The group presentations focused on topics pertaining to risk management of milk and dairy, seafoods, and poultry products in the food chain.

The proposed action plans and road maps were on implementation of Good Manufacturing Practices (GMPs) like cleaning and sanitation, product contamination control, waste management, and pest control;  training and education programs related to food safety (media, workshops); establishment of competent laboratories; controlled environment of the slaughterhouses or the source of raw materials in the production;  implementation of food safety systems;  public awareness;  and  incentives to producers who will comply to policies.

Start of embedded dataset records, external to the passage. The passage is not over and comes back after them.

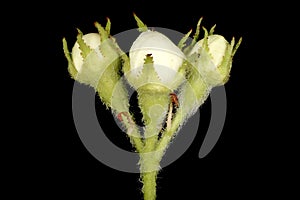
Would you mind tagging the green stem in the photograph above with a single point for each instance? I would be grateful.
(149, 185)
(132, 131)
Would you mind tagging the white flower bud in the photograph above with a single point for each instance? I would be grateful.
(215, 59)
(90, 39)
(167, 57)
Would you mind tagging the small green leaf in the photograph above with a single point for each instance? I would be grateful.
(140, 24)
(196, 35)
(236, 46)
(211, 31)
(108, 26)
(182, 43)
(103, 33)
(72, 70)
(85, 49)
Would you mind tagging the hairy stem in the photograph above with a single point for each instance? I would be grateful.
(149, 185)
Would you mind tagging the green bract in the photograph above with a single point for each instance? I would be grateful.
(96, 60)
(213, 58)
(160, 72)
(155, 60)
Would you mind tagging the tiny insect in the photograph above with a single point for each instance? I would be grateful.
(174, 99)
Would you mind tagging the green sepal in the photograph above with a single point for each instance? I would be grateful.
(108, 26)
(212, 30)
(85, 49)
(102, 31)
(182, 42)
(142, 27)
(193, 92)
(195, 38)
(71, 68)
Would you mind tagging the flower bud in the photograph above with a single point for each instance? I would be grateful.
(212, 56)
(166, 58)
(93, 41)
(96, 61)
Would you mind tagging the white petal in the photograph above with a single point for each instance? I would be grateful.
(166, 55)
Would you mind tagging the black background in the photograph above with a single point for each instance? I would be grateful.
(247, 161)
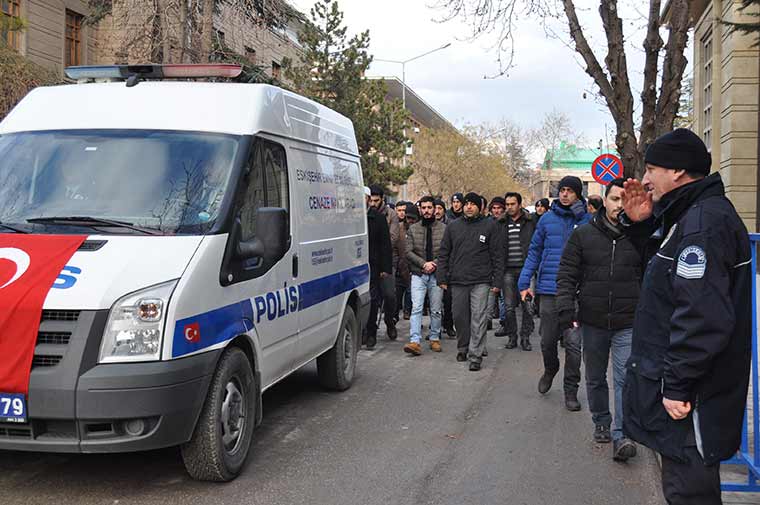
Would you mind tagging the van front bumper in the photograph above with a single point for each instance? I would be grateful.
(115, 407)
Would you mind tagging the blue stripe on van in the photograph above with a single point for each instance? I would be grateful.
(224, 323)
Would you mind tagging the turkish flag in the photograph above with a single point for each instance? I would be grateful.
(29, 265)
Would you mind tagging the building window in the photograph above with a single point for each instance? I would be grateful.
(12, 9)
(250, 55)
(707, 71)
(73, 38)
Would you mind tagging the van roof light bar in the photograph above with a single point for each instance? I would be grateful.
(135, 73)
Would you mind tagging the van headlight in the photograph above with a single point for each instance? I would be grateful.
(135, 326)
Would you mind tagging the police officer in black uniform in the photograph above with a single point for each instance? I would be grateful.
(687, 377)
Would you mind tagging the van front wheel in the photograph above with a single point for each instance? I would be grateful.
(337, 366)
(222, 436)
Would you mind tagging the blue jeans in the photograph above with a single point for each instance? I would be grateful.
(597, 343)
(425, 285)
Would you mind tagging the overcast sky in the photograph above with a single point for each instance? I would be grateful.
(547, 74)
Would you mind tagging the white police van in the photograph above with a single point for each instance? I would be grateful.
(226, 247)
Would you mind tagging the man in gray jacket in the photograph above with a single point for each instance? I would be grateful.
(470, 263)
(423, 242)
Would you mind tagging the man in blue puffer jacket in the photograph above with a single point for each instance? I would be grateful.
(567, 213)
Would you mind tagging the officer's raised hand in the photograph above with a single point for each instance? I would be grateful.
(637, 201)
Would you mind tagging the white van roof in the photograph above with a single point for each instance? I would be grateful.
(240, 109)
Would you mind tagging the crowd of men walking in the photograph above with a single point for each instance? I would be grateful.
(654, 275)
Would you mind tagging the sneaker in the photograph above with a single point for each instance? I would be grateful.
(413, 348)
(571, 401)
(602, 434)
(623, 449)
(545, 382)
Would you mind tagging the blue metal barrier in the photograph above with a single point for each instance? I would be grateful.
(749, 452)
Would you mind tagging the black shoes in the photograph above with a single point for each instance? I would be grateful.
(545, 382)
(571, 401)
(623, 449)
(392, 333)
(602, 434)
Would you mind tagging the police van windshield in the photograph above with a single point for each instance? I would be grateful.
(169, 181)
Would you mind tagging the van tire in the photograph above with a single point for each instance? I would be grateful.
(216, 452)
(337, 366)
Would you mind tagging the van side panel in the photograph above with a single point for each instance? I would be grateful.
(332, 240)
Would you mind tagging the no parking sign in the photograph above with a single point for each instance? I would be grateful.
(605, 168)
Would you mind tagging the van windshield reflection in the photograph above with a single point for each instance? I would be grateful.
(173, 182)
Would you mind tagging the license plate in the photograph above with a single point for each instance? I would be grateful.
(12, 408)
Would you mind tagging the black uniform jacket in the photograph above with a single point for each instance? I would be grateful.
(693, 328)
(602, 269)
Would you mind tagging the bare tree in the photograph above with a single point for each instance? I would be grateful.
(664, 61)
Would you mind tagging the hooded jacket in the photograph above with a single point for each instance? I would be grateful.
(602, 269)
(692, 337)
(472, 252)
(552, 232)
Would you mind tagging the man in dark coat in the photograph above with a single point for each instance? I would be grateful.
(687, 378)
(380, 271)
(471, 263)
(600, 271)
(519, 227)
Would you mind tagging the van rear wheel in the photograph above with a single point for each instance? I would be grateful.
(337, 366)
(222, 436)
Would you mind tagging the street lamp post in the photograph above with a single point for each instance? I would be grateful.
(403, 87)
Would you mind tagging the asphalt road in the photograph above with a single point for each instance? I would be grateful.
(410, 431)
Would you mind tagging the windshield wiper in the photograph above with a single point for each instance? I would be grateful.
(13, 228)
(92, 221)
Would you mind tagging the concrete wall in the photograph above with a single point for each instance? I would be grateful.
(734, 114)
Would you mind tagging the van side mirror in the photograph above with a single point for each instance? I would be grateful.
(272, 236)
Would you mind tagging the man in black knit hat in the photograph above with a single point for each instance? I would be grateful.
(687, 378)
(471, 263)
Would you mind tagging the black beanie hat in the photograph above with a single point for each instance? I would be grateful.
(572, 182)
(475, 198)
(498, 200)
(680, 149)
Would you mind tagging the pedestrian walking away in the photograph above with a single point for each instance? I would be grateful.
(688, 374)
(423, 245)
(552, 232)
(471, 263)
(519, 227)
(600, 273)
(380, 269)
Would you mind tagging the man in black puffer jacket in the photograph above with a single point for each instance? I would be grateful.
(601, 270)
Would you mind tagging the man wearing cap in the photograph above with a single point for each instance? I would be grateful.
(471, 263)
(423, 244)
(552, 232)
(455, 212)
(687, 378)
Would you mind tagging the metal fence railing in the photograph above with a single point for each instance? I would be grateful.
(748, 455)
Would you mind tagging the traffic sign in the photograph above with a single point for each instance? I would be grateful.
(605, 168)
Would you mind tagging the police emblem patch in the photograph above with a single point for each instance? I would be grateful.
(692, 263)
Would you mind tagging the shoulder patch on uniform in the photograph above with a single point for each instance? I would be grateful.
(692, 263)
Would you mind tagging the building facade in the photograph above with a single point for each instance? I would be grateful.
(726, 88)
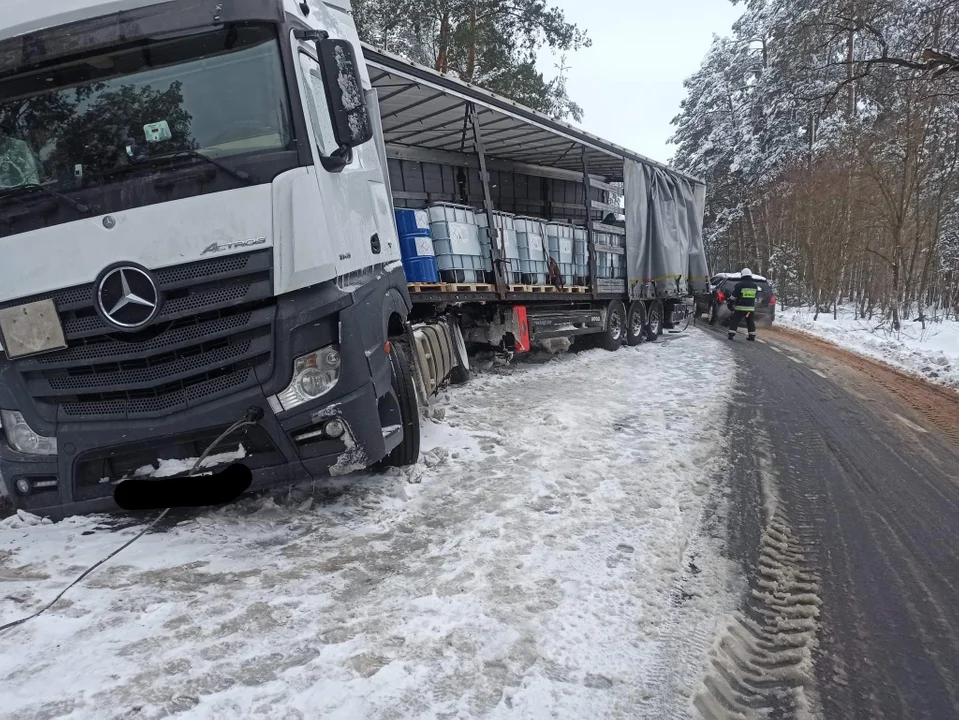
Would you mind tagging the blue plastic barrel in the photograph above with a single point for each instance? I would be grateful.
(421, 269)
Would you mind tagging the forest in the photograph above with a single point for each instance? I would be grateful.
(490, 43)
(826, 131)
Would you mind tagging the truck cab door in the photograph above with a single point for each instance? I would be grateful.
(356, 207)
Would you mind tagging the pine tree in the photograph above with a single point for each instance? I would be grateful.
(492, 43)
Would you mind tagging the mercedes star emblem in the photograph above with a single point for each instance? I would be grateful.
(128, 297)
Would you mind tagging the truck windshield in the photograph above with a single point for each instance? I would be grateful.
(83, 121)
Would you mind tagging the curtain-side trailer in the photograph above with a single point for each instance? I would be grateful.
(450, 142)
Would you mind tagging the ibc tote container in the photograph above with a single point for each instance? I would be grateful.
(531, 239)
(506, 226)
(580, 256)
(559, 237)
(456, 241)
(416, 246)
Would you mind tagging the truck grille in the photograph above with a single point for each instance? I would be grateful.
(212, 336)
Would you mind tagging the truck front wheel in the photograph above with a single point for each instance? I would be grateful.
(636, 323)
(408, 451)
(612, 337)
(656, 313)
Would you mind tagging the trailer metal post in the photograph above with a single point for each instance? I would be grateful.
(499, 262)
(590, 237)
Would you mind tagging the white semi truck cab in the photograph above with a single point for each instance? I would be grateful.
(195, 222)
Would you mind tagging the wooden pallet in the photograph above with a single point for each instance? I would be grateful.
(468, 287)
(426, 287)
(532, 288)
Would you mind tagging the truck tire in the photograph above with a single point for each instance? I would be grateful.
(636, 323)
(408, 451)
(654, 324)
(461, 374)
(612, 337)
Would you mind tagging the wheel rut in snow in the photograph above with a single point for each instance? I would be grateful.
(873, 506)
(762, 664)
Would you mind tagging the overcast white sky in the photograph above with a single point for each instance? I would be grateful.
(630, 82)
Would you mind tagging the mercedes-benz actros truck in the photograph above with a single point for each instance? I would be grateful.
(195, 221)
(199, 254)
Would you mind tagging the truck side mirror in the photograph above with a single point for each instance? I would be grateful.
(352, 125)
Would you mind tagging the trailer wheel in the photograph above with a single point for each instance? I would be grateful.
(408, 451)
(461, 374)
(635, 323)
(612, 337)
(654, 325)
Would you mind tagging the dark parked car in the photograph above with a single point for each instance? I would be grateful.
(717, 312)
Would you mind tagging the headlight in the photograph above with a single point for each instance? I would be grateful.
(314, 375)
(21, 437)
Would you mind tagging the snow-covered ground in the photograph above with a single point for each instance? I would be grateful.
(932, 353)
(556, 553)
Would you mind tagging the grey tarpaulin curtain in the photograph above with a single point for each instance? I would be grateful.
(664, 232)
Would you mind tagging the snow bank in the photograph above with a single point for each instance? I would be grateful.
(546, 558)
(932, 353)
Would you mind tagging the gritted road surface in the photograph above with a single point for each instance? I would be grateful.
(844, 482)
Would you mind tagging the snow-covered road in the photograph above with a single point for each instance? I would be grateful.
(556, 554)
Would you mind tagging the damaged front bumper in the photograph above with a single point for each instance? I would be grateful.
(289, 448)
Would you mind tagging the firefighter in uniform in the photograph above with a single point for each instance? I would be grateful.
(743, 304)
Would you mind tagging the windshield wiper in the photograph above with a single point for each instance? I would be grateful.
(160, 162)
(36, 187)
(235, 172)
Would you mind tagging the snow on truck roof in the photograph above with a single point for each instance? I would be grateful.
(26, 16)
(424, 113)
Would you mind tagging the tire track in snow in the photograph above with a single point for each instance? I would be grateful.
(762, 665)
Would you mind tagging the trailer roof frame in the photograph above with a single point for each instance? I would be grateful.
(433, 92)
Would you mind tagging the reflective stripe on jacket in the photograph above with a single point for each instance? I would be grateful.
(744, 295)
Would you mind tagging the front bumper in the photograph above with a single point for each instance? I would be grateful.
(94, 455)
(91, 460)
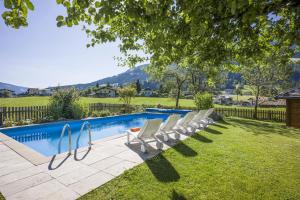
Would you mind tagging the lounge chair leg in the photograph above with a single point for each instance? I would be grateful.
(166, 137)
(159, 145)
(143, 148)
(177, 136)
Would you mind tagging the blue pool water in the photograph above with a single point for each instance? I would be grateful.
(169, 111)
(44, 138)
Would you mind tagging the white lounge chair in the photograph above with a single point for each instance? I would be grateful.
(168, 127)
(146, 134)
(183, 124)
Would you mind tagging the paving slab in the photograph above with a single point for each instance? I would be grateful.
(105, 163)
(67, 176)
(38, 192)
(119, 168)
(9, 178)
(77, 175)
(22, 184)
(86, 185)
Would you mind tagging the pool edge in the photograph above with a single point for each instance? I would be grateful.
(29, 154)
(37, 158)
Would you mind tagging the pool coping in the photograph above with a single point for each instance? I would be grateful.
(37, 158)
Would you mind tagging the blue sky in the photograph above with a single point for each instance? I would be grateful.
(43, 55)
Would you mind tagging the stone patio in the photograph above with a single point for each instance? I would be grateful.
(69, 177)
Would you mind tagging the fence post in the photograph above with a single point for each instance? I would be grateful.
(1, 117)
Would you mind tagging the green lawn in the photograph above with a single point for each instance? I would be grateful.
(34, 101)
(234, 159)
(1, 197)
(30, 101)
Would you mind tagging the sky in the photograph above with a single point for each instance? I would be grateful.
(43, 55)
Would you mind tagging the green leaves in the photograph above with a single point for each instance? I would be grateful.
(29, 4)
(97, 4)
(8, 4)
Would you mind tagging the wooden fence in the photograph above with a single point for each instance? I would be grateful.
(262, 114)
(39, 112)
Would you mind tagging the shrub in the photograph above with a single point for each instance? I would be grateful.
(8, 123)
(64, 104)
(101, 113)
(203, 100)
(79, 111)
(126, 94)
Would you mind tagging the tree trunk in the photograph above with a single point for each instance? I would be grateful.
(178, 96)
(256, 103)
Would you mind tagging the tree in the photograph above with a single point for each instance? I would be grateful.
(138, 86)
(209, 31)
(126, 94)
(266, 71)
(238, 90)
(175, 77)
(64, 103)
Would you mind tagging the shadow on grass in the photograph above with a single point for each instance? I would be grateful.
(219, 125)
(201, 138)
(185, 150)
(162, 169)
(177, 196)
(212, 131)
(264, 128)
(179, 146)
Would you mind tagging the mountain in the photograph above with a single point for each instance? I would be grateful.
(124, 78)
(15, 88)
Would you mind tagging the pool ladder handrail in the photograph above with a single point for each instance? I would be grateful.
(88, 125)
(66, 126)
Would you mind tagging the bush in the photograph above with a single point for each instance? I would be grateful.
(8, 123)
(203, 100)
(126, 94)
(101, 113)
(79, 111)
(64, 105)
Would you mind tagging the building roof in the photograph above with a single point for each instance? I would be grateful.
(3, 89)
(291, 94)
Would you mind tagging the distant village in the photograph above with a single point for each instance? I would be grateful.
(226, 97)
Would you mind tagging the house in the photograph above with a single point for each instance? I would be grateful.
(6, 93)
(224, 100)
(106, 91)
(37, 91)
(229, 91)
(148, 92)
(33, 91)
(45, 92)
(292, 98)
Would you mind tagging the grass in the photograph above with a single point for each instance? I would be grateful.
(1, 197)
(233, 159)
(39, 101)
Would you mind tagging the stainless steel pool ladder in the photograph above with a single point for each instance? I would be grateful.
(66, 126)
(88, 125)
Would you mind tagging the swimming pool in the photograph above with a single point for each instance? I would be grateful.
(44, 138)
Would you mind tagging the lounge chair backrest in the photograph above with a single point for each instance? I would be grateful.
(171, 122)
(200, 115)
(187, 118)
(150, 128)
(209, 112)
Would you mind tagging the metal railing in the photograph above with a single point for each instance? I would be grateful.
(88, 125)
(66, 126)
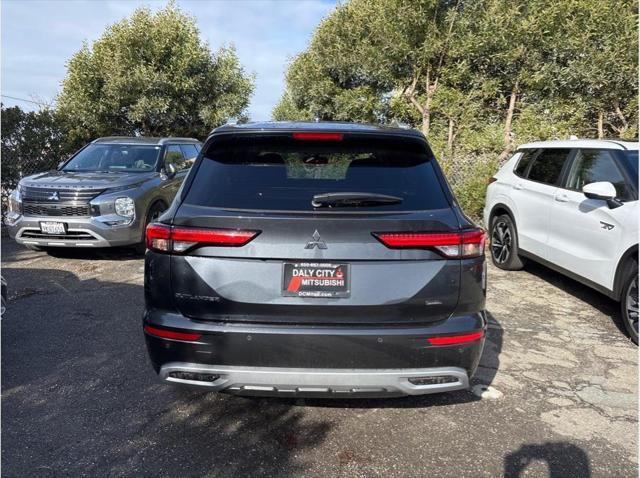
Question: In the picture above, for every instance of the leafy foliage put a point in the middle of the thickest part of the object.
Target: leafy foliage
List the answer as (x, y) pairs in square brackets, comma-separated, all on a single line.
[(479, 77), (31, 141), (151, 75)]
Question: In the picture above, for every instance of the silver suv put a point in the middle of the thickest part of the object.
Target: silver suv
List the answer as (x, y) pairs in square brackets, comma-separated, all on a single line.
[(104, 195)]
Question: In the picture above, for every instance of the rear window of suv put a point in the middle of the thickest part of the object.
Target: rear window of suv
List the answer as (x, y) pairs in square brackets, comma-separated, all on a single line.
[(277, 172)]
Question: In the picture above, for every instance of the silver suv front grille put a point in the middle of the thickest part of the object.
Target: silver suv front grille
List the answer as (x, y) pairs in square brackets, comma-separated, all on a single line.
[(35, 209), (36, 194)]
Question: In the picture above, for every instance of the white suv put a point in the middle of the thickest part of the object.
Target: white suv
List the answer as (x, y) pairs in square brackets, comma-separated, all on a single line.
[(572, 206)]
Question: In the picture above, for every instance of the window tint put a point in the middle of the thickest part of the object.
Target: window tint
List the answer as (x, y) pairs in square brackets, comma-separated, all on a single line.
[(524, 161), (114, 158), (174, 155), (189, 151), (591, 166), (547, 166), (279, 173)]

The recommendations were mostly on interdisciplinary collaboration in food safety among producers at the farm levels, processors, retail markets, and consumers; implementation of food safety standards; free training and certification for the small-scale farm producers;  and a continuous price control of raw materials.

The topic was timely and relevant to the work of my Institute, and as such the outputs of the Workshop can be presented to FDC through a seminar especially on topics related tocharacteristics of  major emerging foodborne pathogens; methods and technology for rapid, accurate detection of foodborne pathogens; risk analysis of major foodborne pathogens in each food supply chain; measures to prevent/control foodborne pathogens and minimize risks; and best practices of prevention/control of foodborne pathogens in various food supply chains.